Danilov got carefully into bed but lay unsleeping in the darkness, re-examining everything for the hundredth — or was it the thousandth? — time, seeking anything he might have forgotten to do or check that might unlock a door. And finding nothing.
He was still alertly awake when the telephone shrilled.
‘We’ve got him!’ announced the thick, slightly slurred voice of Yevgennie Kosov. ‘His name’s Petr Yakovlevich Yezhov.’
Danilov recognized it.
Chapter Thirty-Five
There was no real justification in his going that night, but Danilov had always been uncomfortable with the thought of a vigilante posse: at that moment, as a result of such a posse, a man was in some sort of police custody for no other reason than taking a late-night walk in a Moscow street. There was certainly no cause to rouse Pavin. Or contact Cowley. It was routine, something he could do himself, and with an additional reason for going alone. Kosov, predictably inflating the situation, had said he was at the Militia post: there would be the opportunity, without it in any way appearing contrived, to talk about Eduard Agayans. Danilov pinched his finger again, re-attaching the windscreen wipers outside the flat: it was bitterly cold, well below zero, which seemed to make the bruise hurt more than it should have done. He’d forgotten his hat. He’d done that the night Ann Harris had been killed, he remembered.
It was the first time in two years that he had crossed the threshold of his old Militia station.

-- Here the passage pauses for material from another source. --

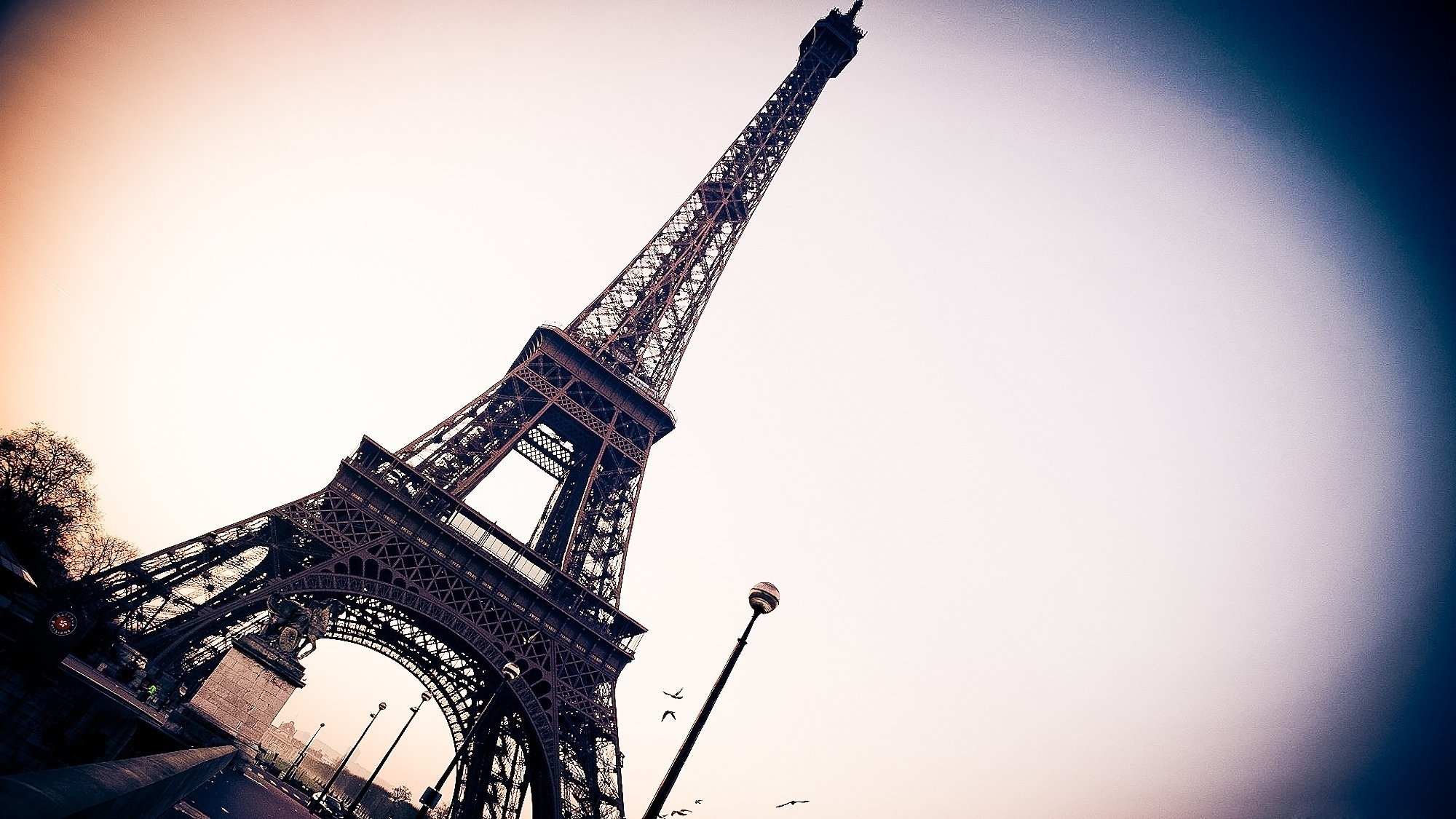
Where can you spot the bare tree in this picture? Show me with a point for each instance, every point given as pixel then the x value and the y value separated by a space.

So late he had expected to find it sleeping, with just a minimal nightstaff on duty, but there were two men inside the glass-hatched ground-floor office and a third at an extensive, light-blinking switchboard which was an innovation since his command. Danilov didn’t recognize any of them. Lights blazed throughout the building and Danilov thought, jealously, that clearly there was no difficulty in getting replacement bulbs here, and he was sure he heard sounds behind two day-room doors. It was impressive.
Danilov had expected to be directed upstairs, to his old office, but instead Kosov descended to him and Danilov belatedly realized that the other man, naturally, intended sitting in if not taking part in an interview being conducted on his own premises: the cells and the interrogation rooms were on the ground floor. Kosov wore his complete uniform, even his hat. There were effusive foyer greetings, continuing the display. To the uninterested counter officers Danilov was identified as a former commander: needing something to say, having involved the men, Kosov said that if they were needed they would be with what he called the prisoner.
On their way to the rear of the building, Kosov said: ‘Bastard tried to escape. Ran like hell. Luckily there were four of my people: two lorries. When they caught him two held him while the others called us. Knew it would work.’
‘Where?’
‘Ulitza Mickiewicz. Ducked into an alley, when he saw the trucks, but they saw him too. So one went around and blocked off the other end, in Spiridonievskii. He ran, like I said. But he wasn’t expecting them to do that, so he didn’t have much of a start. He didn’t fight, though, once they got him.’